5.  By amending section 488-5 to read:

     "§488-5  Annual exhibits; examination by [director.] commissioner.  (a)  Each plan shall file with the [director of commerce and consumer affairs] commissioner within [thirty] sixty days after the end of its fiscal year [a statement under oath in such form as the director prescribes containing:

     (1)  A statement setting forth the total amount of gross receipts and expenditures of the plan during its fiscal year;

     (2)  The assets and liabilities of the plan at the close of its fiscal year; and

     (3)  The profit and loss of the plan during its fiscal year.]

an income statement and balance sheet compiled, reviewed, or audited by a certified public accountant.
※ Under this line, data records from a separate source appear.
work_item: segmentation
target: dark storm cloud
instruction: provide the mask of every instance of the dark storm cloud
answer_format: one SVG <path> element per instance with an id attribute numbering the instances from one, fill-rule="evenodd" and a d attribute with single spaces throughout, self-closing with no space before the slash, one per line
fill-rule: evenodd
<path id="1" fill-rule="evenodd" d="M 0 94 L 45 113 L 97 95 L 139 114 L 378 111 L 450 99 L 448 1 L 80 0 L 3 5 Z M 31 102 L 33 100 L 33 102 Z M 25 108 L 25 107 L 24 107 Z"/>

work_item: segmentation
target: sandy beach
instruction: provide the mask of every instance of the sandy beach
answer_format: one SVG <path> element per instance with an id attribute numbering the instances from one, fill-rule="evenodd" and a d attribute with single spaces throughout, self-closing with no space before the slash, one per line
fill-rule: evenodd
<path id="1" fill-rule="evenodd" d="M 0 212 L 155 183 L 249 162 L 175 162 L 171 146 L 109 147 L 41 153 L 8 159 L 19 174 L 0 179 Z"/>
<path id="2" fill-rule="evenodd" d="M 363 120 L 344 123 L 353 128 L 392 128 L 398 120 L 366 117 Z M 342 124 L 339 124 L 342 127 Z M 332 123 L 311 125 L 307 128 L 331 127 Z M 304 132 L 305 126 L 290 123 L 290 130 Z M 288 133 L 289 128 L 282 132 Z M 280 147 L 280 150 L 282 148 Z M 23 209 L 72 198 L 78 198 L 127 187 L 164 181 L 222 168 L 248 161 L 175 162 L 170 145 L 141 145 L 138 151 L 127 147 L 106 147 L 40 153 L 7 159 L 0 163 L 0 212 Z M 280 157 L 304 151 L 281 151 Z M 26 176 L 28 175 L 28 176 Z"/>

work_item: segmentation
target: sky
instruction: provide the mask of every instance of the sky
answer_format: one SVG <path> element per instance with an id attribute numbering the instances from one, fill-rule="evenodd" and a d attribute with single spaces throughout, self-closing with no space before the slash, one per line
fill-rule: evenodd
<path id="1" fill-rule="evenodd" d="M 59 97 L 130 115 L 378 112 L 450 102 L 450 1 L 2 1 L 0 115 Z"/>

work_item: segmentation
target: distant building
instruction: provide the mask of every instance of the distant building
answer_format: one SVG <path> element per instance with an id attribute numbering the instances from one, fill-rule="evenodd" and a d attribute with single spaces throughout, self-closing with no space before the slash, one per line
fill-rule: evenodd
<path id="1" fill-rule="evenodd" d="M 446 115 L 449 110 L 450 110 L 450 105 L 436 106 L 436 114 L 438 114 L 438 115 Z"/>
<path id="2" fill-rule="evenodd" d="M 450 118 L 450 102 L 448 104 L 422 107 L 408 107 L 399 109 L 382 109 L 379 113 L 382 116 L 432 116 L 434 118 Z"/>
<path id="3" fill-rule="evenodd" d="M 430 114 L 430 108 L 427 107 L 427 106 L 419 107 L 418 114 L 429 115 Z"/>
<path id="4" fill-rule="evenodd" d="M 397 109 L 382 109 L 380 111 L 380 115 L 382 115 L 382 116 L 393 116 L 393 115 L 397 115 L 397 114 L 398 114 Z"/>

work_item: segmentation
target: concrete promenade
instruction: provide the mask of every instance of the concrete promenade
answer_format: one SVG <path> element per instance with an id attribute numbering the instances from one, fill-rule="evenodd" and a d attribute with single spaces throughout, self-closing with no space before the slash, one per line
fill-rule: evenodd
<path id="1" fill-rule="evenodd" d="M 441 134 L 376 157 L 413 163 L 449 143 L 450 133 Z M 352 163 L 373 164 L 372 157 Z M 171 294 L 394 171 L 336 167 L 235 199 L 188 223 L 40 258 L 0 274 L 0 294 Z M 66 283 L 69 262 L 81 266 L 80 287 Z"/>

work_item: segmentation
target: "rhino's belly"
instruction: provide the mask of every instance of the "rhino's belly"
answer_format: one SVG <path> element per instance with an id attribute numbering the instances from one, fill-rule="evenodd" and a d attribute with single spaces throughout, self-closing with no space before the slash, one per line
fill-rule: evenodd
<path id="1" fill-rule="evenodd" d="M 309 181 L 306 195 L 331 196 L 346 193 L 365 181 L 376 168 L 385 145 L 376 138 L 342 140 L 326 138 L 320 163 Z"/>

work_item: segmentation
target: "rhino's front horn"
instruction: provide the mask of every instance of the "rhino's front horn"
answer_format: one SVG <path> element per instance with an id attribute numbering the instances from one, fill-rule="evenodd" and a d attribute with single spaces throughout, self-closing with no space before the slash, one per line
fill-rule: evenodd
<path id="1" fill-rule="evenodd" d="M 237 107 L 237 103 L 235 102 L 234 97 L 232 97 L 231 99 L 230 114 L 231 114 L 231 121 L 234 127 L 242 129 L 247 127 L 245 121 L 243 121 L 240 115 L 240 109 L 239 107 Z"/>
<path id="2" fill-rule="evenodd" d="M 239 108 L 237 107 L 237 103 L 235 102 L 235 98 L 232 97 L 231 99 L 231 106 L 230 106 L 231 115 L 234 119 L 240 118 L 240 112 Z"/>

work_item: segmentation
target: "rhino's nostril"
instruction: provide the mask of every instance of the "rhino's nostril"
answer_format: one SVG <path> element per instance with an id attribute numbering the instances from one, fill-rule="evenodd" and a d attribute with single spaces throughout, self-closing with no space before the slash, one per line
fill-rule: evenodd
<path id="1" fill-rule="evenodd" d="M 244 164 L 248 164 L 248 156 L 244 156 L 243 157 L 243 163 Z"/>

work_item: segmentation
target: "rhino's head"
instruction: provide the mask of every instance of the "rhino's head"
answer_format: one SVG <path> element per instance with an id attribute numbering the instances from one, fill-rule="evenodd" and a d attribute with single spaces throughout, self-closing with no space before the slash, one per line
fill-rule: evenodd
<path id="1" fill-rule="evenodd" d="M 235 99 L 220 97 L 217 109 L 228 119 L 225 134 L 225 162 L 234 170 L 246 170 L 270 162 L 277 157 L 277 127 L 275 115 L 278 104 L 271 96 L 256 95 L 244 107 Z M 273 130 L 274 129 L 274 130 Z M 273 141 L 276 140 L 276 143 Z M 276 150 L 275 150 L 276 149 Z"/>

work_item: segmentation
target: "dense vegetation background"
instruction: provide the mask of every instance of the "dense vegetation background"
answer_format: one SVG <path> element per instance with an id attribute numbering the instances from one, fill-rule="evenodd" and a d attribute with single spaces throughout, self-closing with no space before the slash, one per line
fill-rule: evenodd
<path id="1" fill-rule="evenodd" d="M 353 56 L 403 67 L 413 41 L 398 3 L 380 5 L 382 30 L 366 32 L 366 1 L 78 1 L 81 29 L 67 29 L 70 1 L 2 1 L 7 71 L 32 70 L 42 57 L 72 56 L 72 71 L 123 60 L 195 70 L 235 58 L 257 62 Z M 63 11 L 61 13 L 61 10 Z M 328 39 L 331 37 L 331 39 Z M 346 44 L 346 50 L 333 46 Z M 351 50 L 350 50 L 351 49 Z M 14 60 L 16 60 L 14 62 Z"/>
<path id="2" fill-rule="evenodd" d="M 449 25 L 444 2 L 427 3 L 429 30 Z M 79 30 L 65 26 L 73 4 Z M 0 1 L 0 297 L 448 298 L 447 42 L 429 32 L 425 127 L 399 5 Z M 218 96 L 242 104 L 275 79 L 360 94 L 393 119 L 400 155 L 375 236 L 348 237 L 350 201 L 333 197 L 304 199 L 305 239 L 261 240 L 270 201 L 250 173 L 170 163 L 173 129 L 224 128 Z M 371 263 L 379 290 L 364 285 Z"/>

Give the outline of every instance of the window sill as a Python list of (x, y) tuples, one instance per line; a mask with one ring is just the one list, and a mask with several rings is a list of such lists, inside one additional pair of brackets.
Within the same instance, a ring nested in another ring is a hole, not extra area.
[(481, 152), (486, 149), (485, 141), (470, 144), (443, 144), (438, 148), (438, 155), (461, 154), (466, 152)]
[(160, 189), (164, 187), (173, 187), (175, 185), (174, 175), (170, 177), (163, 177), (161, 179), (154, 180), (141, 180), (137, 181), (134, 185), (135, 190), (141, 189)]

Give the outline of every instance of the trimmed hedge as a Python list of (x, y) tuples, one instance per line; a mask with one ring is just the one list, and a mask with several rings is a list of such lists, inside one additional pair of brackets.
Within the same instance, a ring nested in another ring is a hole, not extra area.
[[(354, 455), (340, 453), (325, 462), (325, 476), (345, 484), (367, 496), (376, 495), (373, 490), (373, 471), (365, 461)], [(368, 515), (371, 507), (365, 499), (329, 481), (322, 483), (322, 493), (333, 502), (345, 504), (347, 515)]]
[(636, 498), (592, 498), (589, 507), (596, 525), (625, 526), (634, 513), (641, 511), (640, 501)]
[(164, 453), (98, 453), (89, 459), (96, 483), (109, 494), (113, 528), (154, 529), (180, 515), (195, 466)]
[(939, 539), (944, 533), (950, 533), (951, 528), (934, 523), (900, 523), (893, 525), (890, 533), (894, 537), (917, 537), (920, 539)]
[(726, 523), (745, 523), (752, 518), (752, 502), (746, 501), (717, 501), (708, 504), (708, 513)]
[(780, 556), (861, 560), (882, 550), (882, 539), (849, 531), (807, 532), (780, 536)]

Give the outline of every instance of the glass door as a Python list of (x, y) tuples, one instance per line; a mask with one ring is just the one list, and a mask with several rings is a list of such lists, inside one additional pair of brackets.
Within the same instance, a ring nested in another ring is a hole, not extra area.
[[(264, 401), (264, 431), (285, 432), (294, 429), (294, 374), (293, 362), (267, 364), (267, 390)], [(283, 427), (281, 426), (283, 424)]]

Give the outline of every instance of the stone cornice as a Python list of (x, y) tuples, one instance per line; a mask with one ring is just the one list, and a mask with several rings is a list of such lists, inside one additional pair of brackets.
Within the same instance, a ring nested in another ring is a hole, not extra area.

     (b)  The powers, authorities, and duties relating to examinations vested in and imposed upon the [insurance] commissioner under chapter 431 [are extended to and imposed upon the director in] apply with respect to examinations of [the] plans[;] subject to this section; provided that no examination shall attempt to obtain or inspect written or oral information or documents in violation of the rules for client-lawyer confidentiality as contained in the Hawaii rules of professional conduct adopted by the supreme court."
     6.  By amending section 488-7 to read:

"[[]488-7[]]  Failure to comply; penalty.  (a)  Any plan [which] that neglects or refuses to comply with this chapter shall be notified in writing by the [director of commerce and consumer affairs] commissioner of the neglect or refusal, and of the need to take corrective action[; if] within seven days.  If the neglect or refusal continues for seven days after notification, the plan, group, or plan administrator may be fined not more than $1,000.  Every day's neglect or refusal after the expiration of seven days shall be a separate offense.

(b)  The commissioner may deny, suspend, revoke, or refuse to approve any plan or plan amendments and may levy civil penalties as allowed by chapters 431, 432, 480, 481A, 481B, and 481C, and any other applicable law for any violation of this chapter."

     SECTION 2.  Statutory material to be repealed is bracketed and stricken.  New statutory material is underscored.

SECTION 3.  This Act shall take effect on July 1, 2010.



Report Title:

Prepaid Legal Services Plans

 

Description:

Updates regulation of prepaid legal services plans.  (SB2701 HD1)

 

 

 

The summary description of legislation appearing on this page is for informational purposes only and is not legislation or evidence of legislative intent.